A Caixa lançou recentemente edital para cadastro de reserva, e imagina-se, com fortes razões, que cerca de 5 mil pessoas serão convocadas. Do último concurso, também para cadastro de reserva, já foram chamados quase 2 mil, e ainda não expirou o prazo. Imaginemos se a lei já estivesse em vigor, e, temendo os limites impostos pelo absurdo decreto 6.944/09 (convocação até no máximo o dobro das vagas), mas, por outro lado, apavorado com os riscos da jurisprudência que tem sido firmada, especialmente no STJ (obrigatoriedade de convocação dentro das vagas), a caixa estabelecesse 500 vagas no edital. De cara muita gente já evitaria o concurso, fugindo do risco de reprovação, achando poucas as vagas, mas certamente mil pessoas seriam convocadas. E aí, você que ficou na classificação 1001 ou 1500, ficaria feliz ao ver alguém, que sequer fez o concurso, ou fez e foi reprovado, aparecer com um currículo, após ter sido indicado por algum gerente, e ocupar a vaga temporariamente? Ou ser contratado sem critérios para serviços terceirizados?
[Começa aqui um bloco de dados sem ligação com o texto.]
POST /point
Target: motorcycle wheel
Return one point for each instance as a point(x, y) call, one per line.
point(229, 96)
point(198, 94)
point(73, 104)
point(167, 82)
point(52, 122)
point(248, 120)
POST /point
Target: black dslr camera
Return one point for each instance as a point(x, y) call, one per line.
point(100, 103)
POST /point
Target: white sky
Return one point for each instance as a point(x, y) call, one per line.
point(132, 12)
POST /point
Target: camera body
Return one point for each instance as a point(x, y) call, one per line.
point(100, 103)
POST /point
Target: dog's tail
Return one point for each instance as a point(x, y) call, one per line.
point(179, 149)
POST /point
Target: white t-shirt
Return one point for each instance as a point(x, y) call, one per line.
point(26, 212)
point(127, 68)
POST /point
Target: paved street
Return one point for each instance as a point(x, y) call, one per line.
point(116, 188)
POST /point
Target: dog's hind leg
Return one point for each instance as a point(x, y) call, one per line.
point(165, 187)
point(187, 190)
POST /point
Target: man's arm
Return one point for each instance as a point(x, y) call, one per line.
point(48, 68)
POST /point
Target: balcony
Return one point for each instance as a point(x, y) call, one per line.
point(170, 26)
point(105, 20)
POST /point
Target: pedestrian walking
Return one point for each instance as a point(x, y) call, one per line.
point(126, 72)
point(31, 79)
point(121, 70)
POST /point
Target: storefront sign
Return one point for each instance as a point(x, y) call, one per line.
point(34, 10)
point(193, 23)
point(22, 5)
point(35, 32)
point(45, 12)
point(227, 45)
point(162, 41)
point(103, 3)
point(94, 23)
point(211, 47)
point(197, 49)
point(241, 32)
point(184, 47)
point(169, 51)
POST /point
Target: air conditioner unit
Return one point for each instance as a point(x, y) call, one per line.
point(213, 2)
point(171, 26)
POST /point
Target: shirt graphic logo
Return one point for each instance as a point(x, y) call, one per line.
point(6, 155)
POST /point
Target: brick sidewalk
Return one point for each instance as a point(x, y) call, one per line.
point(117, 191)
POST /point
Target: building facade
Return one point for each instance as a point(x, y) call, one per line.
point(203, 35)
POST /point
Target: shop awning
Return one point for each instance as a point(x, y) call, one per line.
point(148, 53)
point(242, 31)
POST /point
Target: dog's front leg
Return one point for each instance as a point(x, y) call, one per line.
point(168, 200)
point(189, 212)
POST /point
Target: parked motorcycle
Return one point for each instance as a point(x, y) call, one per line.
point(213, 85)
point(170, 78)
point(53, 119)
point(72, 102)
Esta é a monstruosidade que se mostra possível, ante a permissão do artigo 37, inciso IX da Constituição Federal, combinada, no Poder Executivo Federal, com a absurda reprovação automática criada pelo decreto 6944/09 (§ 1º do art. 16). O projeto hoje por muitos aplaudido e a jurisprudência dominante farão com que as vagas dos editais sejam poucas, enquanto que o mencionado decreto proibirá a contratação dos aprovados além do dobro das vagas. Como existe permissão constitucional para a contratação, já que esse emaranhado ocasionará a "necessidade temporária de excepcional interesse público", tudo estará dentro das leis. Os concurseiros serão diretamente lesados, a administração pagará mais por um serviço de menor qualidade, o cidadão será mal servido e o mercado de concursos sofrerá danos, pela redução da demanda, com a diminuição do interesse dos candidatos pela preparação para os concursos.
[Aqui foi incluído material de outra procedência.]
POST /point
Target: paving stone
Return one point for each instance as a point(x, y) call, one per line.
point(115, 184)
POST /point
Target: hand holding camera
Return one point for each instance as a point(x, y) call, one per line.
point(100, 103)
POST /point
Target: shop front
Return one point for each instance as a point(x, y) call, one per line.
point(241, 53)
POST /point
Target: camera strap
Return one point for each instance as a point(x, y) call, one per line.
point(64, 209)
Os que são contra o cadastro de reserva desconhecem a existência de concursos recentes em que os nomeados são centenas de vezes mais que a quantidade prevista no edital. Baseiam-se na verdade única oferecida pelos prejudicados em alguns casos realmente injustos, e que nas palestras chamo de "verdade do golfinho". Sabemos que só reclama quem sofre, e o que prevalece como fato é aquilo de que mais se reclama.
A solução mais lógica pela via legal seria obrigar os editais a trazerem informações precisas sobre o quadro de pessoal, cargos vagos e providos, possibilidades concretas de aposentadorias durante a validade do certame, entre outras.
A solução pela via da qualificação do concurseiro seria fazê-lo entender que se aprende a cada concurso e se chega mais perto da aprovação, e que os cadastros de reserva, assim como as famosas "provas difíceis" e os "programas extensos" servem para eliminar alguns dos seus mais fortes concorrentes, que temem a reprovação e abrem as oportunidades para os ousados e persistentes.